How to find elapsed time using window functions

system · July 3, 2024, 3:52pm

As the title says, when using a window function, is there a way to find out the elapsed time?

javier · July 3, 2024, 3:54pm

Looking at this query:

SELECT timestamp, symbol, price, 
   first_value(timestamp::long) OVER (
    PARTITION BY SYMBOL ORDER BY timestamp 
    ROWS BETWEEN 1 PRECEDING AND CURRENT ROW EXCLUDE CURRENT ROW
    ) as previous_ts
    from trades
    WHERE symbol IN ('AVAX-BTC', 'UNI-USD') AND timestamp in '2024-07-02'

In this query I am using a window function, I am going to explain that part in detail

first_value(timestamp::long) OVER (
    PARTITION BY SYMBOL 
    ORDER BY timestamp 
    ROWS 
         BETWEEN 1 PRECEDING 
         AND CURRENT ROW EXCLUDE CURRENT ROW
    ) as previous_ts

first_value(timestamp::long) OVER ( ← A window function is usually an aggregated function over a frame/window of rows relative to the current row. In this case I am going to request the aggregated function first_value(timestamp::long), which will give me the timestamp in the first row in the window definition.

You have probably noticed I am casting the timestamp to a long value. This is only because at the moment the first_value function operates only in numeric columns. There is a github issue I filled on this a while ago and at some point it will support timestamps, but for the time being we can just use the cast https://github.com/questdb/questdb/issues/4395

So, the first_value(timestamp::long) will give me the timestamp of the first row of a window relative to the current row. All we need to do now is to define a window which goes back only 1 row before, and with this we have the timestamp from the previous row. We do it with this code

OVER (
    PARTITION BY SYMBOL 
    ORDER BY timestamp 
    ROWS 
         BETWEEN 1 PRECEDING 
         AND CURRENT ROW EXCLUDE CURRENT ROW
    )

PARTITION BY SYMBOL means that the window will be relative to the current row but also as long as the symbol is the same. If you want to calculate the value without taking into consideration the SYMBOL you could omit this. You can also add several values comma separated, for example we could have PARTITION BY SYMBOL, side and we would get elapsed time relative for the symbol and for the buy or sell operations independently

ORDER BY timestamp means when we are defining the window, the rows relative to the current one will be sorted by ascending timestamp. In this case that’s what we need, but you could also order by descending timestamp. ORDER BY can have some implications when using window functions, but more often than not you want ORDER BY timestamp. Specifically for elapsed time this is what you need

ROWS indicates the window is going to be defined by a number of rows relative to the current one. We could also use RANGE if you wanted to scope the window to a time range instead (like, for example, moving average over the last minute, independently of how many rows I have within the minute). In this case for elapsed time since last record, ROWS is the right strategy

BETWEEN 1 PRECEDING defined the upper bound of the window. We want the value from the previous row, so we say 1 PRECEDING. You could use UNBOUNDED PRECEDING to specify since the beginning of any rows within this query and partition. Or you could say BETWEEN 2 PRECEDING, for example, if you wanted to get the timestamp of 2 rows before the current one. In this case, we use 1.
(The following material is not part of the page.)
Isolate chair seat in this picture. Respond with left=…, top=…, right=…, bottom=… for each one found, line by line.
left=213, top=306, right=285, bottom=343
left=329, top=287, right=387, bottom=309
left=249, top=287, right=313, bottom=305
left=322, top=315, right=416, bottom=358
AND CURRENT ROW EXCLUDE CURRENT ROW This means we want to end the window at the current row, but we want to exclude the value of the current row. In this particular case, the first row for each symbol will have the result of first_value(timestamp:long) returning a null, because the window goes from 1 row before to 1 row before, and since we are at the first row, there are no values.

If you omit the EXCLUDE CURRENT ROW, then the first row for each symbol would return the timestamp of the row itself. Depending on what you want, you can do one or the other.

We could also write

   ROWS 1 PRECEDING  EXCLUDE CURRENT ROW

or

 ROWS BETWEEN 1 PRECEDING AND 1 PRECEDING

and they would be equivalent to

ROWS BETWEEN 1 PRECEDING AND CURRENT ROW EXCLUDE CURRENT ROW

I am using the longer form as I find it more explicit and easier to understand.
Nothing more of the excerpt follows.